The TMP Klingon look was sketched out by artist Robert Fletcher, and brought to life by makeup artist Rick Stratton. The inspiration was a makeup from a failed Roddenberry TV pilot in the early 70s called Planet Earth which featured a race of mutants known as the Kreeg as adversaries in a post-apocalyptic world. I found this out just days ago while researching for this post and it boggles my mind:

Fun fact; the man playing the Klingon Captain in that scene is none other than Mark Lenard. Lenard had previously played the unnamed Romulan Commander in TOS: “Balance of Terror” and Spock’s father Sarek in “Journey to Babel” (a role he later reprised in the Star Trek movies and The Next Generation). This may make him one of the only actors to portray the three major alien species of the TOS-era; Vulcan, Romulan, and Klingon.

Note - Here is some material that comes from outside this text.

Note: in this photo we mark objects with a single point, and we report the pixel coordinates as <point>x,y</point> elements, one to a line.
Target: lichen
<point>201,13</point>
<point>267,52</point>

The makeup for the TMP Klingons is distinct from what would come after. Each performer has a very high, lobster-tail like ridge that runs down the middle of the forehead and onto the nose. The hairline sharply recedes to showcase this feature, which doesn’t vary much between members of the group. No explanation was given onscreen for the change; behind the scenes rationale was that “they had always been this way,” or that there were multiple races of Klingons. The ensuing speculation would be a major feature of Trekkie culture for decades, cementing us as the most nerdy, pedantic fanbase of any science-fiction franchise. Trek-lit usually went with the “multiple races” theory, or speculated that the smooth Klingons were some kind of “human-Klingon fusion,” bio-engineered to interact with humans and infiltrate them with greater ease (this is the explanation offered in the excellent Star Trek: The Worlds of the Federation reference book by Shane Johnson). The style of armor worn by the crew of the Amar in The Motion Picture would be re-used in nearly every ensuing Trek production until the prequel series Enterprise.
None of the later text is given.